Tunis - Ein beispielloser Terroranschlag im Zentrum von Tunis hat weltweit Schock und Entsetzen ausgelöst. Fünf mit Kalaschnikows bewaffnete und in Uniformen verkleidete Angreifer überfielen das berühmte Bardo-Museum und erschossen mindestens 19 Menschen, darunter 17 Touristen – es ist das blutigste Attentat in der Geschichte des Landes seit seiner Unabhängigkeit 1956. Die Opfer stammen aus Japan, Frankreich, Polen, Italien, Kolumbien, Australien und Spanien, erklärte die tunesische Regierung. Ob auch Deutsche unter den Opfern sind, war am Abend noch unklar. Das Auswärtige Amt in Berlin hatte dazu noch keine Gewissheit.

 

Nach Angaben des tunesischen Gesundheitsministeriums wurden weitere 42 Menschen verletzt, die meisten ebenfalls Touristen. Zwei der Täter konnte die Polizei bei der Stürmung des Gebäudes erschießen, dabei kam ein Beamter ums Leben. Nach den drei übrigen Attentätern wurde gefahndet. Augenzeugen berichteten, die Terroristen hätten bei ihrem Amoklauf auch auf das nahe gelegene Parlament gefeuert, wo gerade eine Anhörung zur neuen Anti-Terrorgesetzgebung stattfand. Tunesiens Präsident Beji Caid Essebsi erklärte beim Besuch von Verletzten im Krankenhaus, ein „riesiges Unglück“ habe Tunesien heimgesucht. „Wir müssen mit einer Generalmobilmachung beginnen und die Terroristen endgültig ausschalten“, sagte er.

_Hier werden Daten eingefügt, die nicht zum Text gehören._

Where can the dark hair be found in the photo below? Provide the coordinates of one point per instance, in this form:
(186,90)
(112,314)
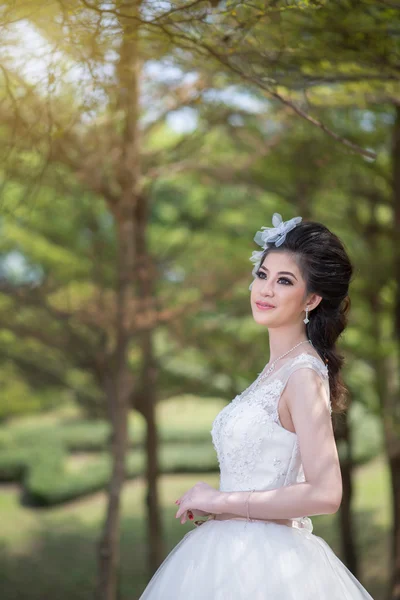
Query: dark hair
(327,270)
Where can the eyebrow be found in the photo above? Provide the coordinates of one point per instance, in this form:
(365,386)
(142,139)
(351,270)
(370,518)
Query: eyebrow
(280,272)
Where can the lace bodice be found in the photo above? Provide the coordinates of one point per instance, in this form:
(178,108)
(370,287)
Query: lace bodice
(254,450)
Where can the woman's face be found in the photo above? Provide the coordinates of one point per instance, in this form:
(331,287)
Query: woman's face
(278,282)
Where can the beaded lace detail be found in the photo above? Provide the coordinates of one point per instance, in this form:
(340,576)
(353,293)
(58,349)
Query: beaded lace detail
(254,451)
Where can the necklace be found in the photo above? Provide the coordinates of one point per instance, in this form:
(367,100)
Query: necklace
(272,366)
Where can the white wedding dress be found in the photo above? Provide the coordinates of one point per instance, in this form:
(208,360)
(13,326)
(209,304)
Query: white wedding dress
(235,559)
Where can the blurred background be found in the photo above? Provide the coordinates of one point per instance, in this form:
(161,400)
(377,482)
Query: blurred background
(142,146)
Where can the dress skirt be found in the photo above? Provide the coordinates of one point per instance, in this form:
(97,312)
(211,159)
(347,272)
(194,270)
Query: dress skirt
(257,560)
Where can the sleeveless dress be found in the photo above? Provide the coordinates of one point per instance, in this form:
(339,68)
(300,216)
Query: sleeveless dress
(236,559)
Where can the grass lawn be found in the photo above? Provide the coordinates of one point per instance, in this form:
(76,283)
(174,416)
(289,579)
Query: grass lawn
(50,554)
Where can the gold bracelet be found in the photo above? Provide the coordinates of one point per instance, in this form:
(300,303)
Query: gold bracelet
(247,504)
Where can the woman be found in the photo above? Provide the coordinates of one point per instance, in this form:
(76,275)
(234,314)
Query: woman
(274,441)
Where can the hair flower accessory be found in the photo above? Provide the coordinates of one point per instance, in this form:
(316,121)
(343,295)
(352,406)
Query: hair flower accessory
(271,235)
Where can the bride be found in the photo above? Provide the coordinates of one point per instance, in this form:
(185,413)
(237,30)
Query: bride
(274,442)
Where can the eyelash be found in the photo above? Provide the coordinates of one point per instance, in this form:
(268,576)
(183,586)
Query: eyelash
(283,278)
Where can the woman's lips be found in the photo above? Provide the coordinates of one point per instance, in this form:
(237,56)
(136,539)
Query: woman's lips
(262,307)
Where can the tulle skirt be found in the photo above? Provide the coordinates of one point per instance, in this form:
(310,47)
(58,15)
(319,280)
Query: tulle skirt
(258,560)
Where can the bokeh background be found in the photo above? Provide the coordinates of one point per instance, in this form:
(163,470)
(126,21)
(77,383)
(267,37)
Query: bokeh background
(142,146)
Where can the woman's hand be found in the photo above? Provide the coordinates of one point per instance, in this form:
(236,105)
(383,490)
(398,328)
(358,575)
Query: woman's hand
(201,499)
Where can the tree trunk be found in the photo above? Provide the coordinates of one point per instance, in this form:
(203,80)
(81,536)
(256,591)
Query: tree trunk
(145,277)
(108,552)
(119,381)
(392,409)
(349,551)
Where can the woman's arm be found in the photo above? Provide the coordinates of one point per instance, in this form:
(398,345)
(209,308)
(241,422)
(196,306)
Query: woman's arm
(321,493)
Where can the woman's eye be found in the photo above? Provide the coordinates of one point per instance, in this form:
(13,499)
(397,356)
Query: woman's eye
(288,282)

Auch international wurde der Terroranschlag scharf verurteilt. UN-Generalsekretär Ban Ki-moon erklärte, die Vereinten Nationen seien solidarisch mit den Menschen und der Führung Tunesiens. Ähnlich äußerten sich US-Außenminister John Kerry, Bundespräsident Joachim Gauck, Frankreichs Staatspräsident François Hollande sowie führende EU-Politiker. „Die Europäische Union und Tunesien werden sich nicht einschüchtern lassen, ob zu Hause oder im Ausland“, erklärte EU-Ratspräsident Donald Tusk und versicherte, Europa stehe bereit, der tunesischen Regierung beim Kampf gegen den Extremismus beizustehen.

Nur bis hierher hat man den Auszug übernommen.